Automatically updating my publications page with ORCID and doi.org#

For a while I’ve had a hand-crafted .bibtex file stored locally for my publications/ page. However, manually updating local text file is a pain to remember, especially since there are many services out there that automatically track new publications.

Update!

A helpful suggestion on Twitter allowed me to include the full citation information, including lists of authors, using the doi.org API!

Here’s the workflow I’d prefer:

  • Treat one online service provider as a Single Source of Truth for my publications list.

  • Use an API to programmatically ask this provider for the latest data about my publications.

  • Reshape that data into a form that I can insert into my website.

Here’s how I accomplished this:

Use ORCID to grab a list of DOIs for my publications#

ORCID is a service for identifying scholars and their contributions. It links various kinds of publications and activities to a unique account for each person. It doesn’t cover all kinds of outputs (like talks, posters, etc), but it seems to cover the most important ones.

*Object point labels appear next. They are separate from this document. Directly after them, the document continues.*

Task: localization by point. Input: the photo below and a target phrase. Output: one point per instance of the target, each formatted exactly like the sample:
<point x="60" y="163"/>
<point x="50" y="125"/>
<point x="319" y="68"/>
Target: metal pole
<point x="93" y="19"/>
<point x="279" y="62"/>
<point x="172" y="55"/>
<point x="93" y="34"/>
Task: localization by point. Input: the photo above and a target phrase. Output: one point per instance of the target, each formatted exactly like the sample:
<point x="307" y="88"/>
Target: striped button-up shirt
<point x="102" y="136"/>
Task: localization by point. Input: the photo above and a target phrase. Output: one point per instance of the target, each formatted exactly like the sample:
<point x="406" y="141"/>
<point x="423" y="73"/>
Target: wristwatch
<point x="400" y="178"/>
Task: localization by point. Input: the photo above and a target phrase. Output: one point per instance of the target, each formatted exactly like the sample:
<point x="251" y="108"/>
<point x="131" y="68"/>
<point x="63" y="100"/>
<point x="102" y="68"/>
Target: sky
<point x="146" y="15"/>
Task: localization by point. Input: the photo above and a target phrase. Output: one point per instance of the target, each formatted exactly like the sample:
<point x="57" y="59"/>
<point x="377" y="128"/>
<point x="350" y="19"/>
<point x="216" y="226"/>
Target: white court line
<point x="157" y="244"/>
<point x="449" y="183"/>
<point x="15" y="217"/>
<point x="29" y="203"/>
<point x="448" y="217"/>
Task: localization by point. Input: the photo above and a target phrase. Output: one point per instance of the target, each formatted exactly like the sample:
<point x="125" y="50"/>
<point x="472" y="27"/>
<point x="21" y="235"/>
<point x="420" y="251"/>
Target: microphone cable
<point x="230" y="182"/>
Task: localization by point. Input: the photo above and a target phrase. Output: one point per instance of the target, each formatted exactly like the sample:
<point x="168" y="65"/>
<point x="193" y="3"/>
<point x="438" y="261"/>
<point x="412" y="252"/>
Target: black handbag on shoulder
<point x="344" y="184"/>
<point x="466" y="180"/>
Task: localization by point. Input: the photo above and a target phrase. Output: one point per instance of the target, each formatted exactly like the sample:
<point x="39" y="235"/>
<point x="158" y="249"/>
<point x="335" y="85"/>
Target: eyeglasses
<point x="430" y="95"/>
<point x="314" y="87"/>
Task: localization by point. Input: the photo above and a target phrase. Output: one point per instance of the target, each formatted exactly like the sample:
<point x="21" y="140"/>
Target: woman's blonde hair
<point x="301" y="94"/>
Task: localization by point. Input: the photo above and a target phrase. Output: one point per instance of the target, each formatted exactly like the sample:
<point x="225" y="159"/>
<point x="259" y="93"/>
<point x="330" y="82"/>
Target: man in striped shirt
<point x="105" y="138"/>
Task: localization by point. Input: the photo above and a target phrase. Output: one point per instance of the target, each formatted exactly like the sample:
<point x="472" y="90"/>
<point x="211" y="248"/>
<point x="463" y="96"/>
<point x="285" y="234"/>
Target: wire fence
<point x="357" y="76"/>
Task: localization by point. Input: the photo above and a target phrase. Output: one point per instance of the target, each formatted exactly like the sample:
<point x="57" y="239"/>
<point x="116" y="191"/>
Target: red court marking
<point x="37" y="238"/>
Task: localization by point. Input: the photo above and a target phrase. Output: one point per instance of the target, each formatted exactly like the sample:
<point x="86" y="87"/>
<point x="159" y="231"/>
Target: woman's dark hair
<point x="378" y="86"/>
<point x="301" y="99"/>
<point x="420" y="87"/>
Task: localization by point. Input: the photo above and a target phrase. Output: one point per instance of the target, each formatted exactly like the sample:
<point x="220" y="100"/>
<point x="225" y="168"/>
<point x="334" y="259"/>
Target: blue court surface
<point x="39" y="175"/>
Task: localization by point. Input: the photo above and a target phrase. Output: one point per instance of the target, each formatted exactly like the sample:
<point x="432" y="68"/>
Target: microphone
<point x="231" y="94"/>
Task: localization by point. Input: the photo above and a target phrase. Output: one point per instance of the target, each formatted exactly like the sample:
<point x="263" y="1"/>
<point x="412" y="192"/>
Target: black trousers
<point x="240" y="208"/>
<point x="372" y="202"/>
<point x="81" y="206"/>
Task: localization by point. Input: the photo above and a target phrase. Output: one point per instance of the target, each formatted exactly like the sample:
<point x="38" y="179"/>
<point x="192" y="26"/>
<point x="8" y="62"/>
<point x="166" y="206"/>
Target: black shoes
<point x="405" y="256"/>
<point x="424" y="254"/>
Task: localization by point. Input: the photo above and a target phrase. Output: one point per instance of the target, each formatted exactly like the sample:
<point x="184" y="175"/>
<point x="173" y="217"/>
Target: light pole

👉 Here is my ORCID ID and page: https://orcid.org/0000-0002-2391-0678.

ORCID has a public-facing API that allows you to automatically query information about an ORCID ID. Following an example notebook shared from the TAPIR project.

Use the doi.org API to grab citation information#

While the ORCID API has a lot of useful information in it, there were some important pieces missing, like co-author information. Fortunately, I learned from a suggestion on Twitter that doi.org is accessible via an API call!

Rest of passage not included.